De acuerdo con el diario Bild, durante esos años atrás las autoridades encontraron a la niña, quien no podía moverse con facilidad debido a que nunca tuvo contacto con el mundo exterior, aunque no tenía signos de maltrato o desnutrición.
Según la fiscalía, luego de una larga investigación, la madre se inventó una historia para ocultar todos los hechos sobre la ubicación de su hija. Dijo que se había mudado a Italia con la menor y cortó el contacto con el padre de la joven afectada.
Y es que al parecer la madre había tomado la decisión de ocultar de forma definitiva a su hija del padre, quien la había reportado como desaparecida en 2013, cuando apenas tenía meses de nacida.
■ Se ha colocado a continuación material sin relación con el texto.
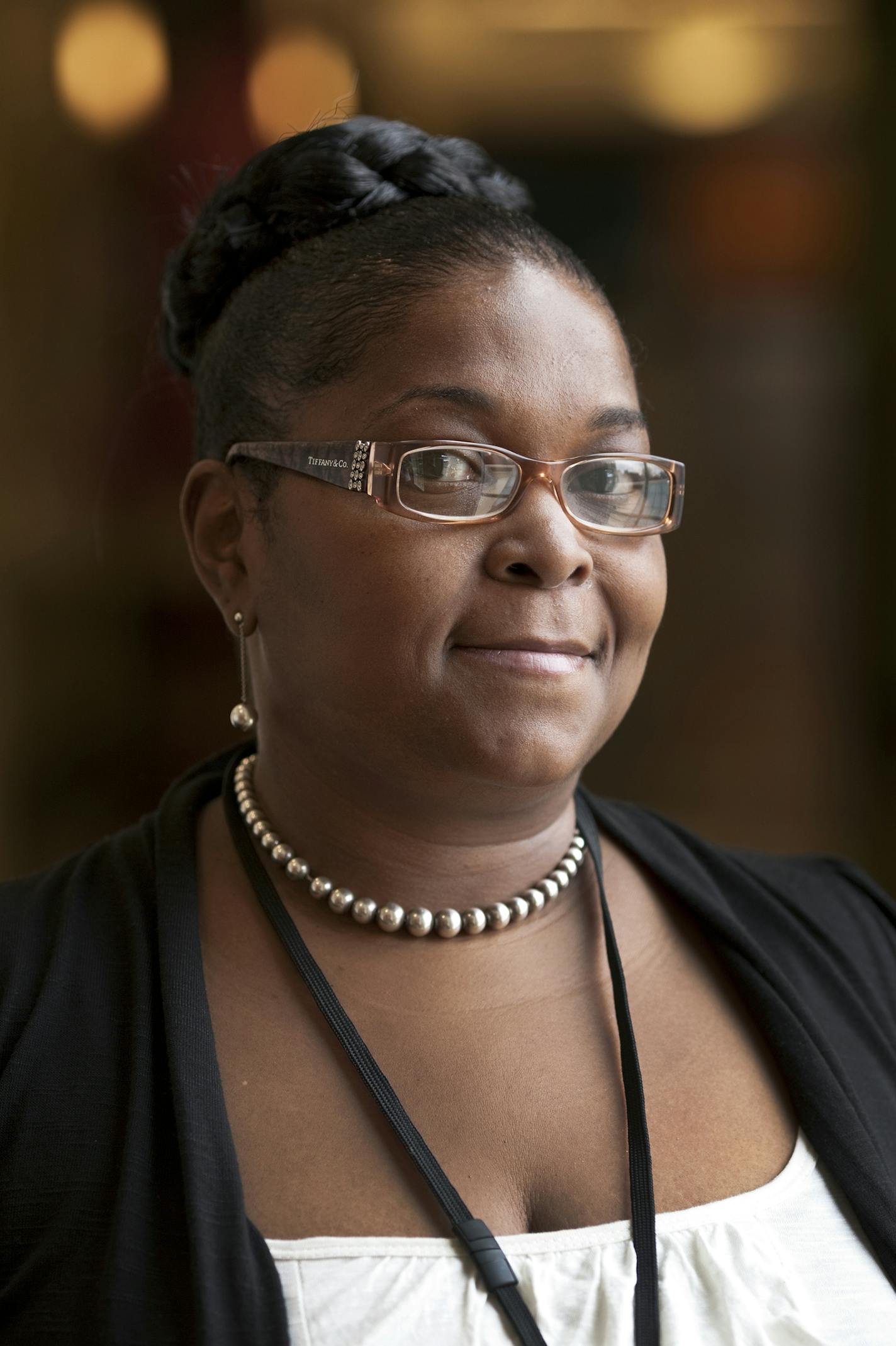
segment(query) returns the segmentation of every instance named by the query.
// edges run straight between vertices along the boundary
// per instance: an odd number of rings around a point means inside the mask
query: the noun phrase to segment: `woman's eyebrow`
[[[456,406],[463,406],[465,411],[487,412],[490,415],[496,415],[500,408],[498,402],[483,393],[480,388],[460,388],[453,384],[417,384],[413,388],[406,389],[394,401],[386,402],[385,406],[379,406],[374,416],[385,416],[386,412],[391,412],[396,406],[402,406],[405,402],[413,402],[429,398],[431,401],[453,402]],[[587,429],[646,429],[647,421],[643,412],[634,406],[601,406],[599,411],[589,417],[585,425]]]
Esto se debió a que ambos se separaron y el hombre consiguió a otra pareja.
El padre, al ver que todos los regalos y cartas que le enviaba a su hija eran regresados sin abrir, habló con las autoridades para informar lo que estaba pasando con la menor, al punto de creer que la habían secuestrado a ella y a su madre.
Al final, las autoridades se dieron cuenta de que los abuelos también fueron cómplices. Hacían las compras y le mentían a todas las personas que preguntaban sobre la situación diciendo que la niña se encontraba en Italia.
La madre fue declarada este lunes culpable de secuestro, sustracción de menor y maltrato a una persona vulnerable, por lo que fue condenada a cinco años de prisión, informó una portavoz del tribunal de Siegen.